Invoice OCR Python

The Python OCR SDK supports the invoice API for extracting data from invoices.

Using this sample below, we are going to illustrate how to extract the data that we want using the OCR SDK.

sample invoice

Quick Start

from mindee import Client, documents

# Init a new client
mindee_client = Client(api_key="my-api-key")

# Load a file from disk
input_doc = mindee_client.doc_from_path("/path/to/the/file.ext")

# Parse the document as an Invoice by passing the appropriate type
api_response = input_doc.parse(documents.TypeInvoiceV4)

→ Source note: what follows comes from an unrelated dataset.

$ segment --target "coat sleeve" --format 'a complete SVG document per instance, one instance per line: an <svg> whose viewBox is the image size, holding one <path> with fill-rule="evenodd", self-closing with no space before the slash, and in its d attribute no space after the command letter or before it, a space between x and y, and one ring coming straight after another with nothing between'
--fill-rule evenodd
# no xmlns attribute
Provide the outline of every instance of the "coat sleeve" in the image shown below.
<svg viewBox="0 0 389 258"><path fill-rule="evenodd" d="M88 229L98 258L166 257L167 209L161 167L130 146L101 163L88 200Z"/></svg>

print(api_response.document)

Output:

----- Invoice V4 -----
Filename: a74eaa5-c8e283b-sample_invoice.jpeg
Locale: en; en; CAD;
Invoice number: 14
Reference numbers: AD29094
Invoice date: 2018-09-25
Invoice due date: 2018-09-25
Supplier name: TURNPIKE DESIGNS CO.
Supplier address: 156 University Ave, Toronto ON, Canada M5H 2H7
Supplier company registrations:
Supplier payment details:
Customer name: JIRO DOI
Customer company registrations:
Customer address: 1954 Bloon Street West Toronto, ON, M6P 3K9 Canada
Line Items:
  Code           | QTY    | Price   | Amount   | Tax (Rate)       | Description
                 | 1.00   | 65.00   | 65.00    |                  | Platinum web hosting package Dow...
                 | 3.00   | 2100.00 | 2100.00  |                  | 2 page website design Includes b...
                 | 1.00   | 250.00  | 250.00   |                  | Mobile designs Includes responsi...
Taxes: 193.20 8.00%
Total taxes: 193.20
Total amount excluding taxes: 2415.00
Total amount including taxes: 2608.20
----------------------

Invoice Data Structure

The invoice object JSON data structure consists of:

Document Level Prediction

For document level prediction, we construct the document class by using the different pages put in a single document.
The method used for creating a single invoice object with multiple pages relies on field confidence scores.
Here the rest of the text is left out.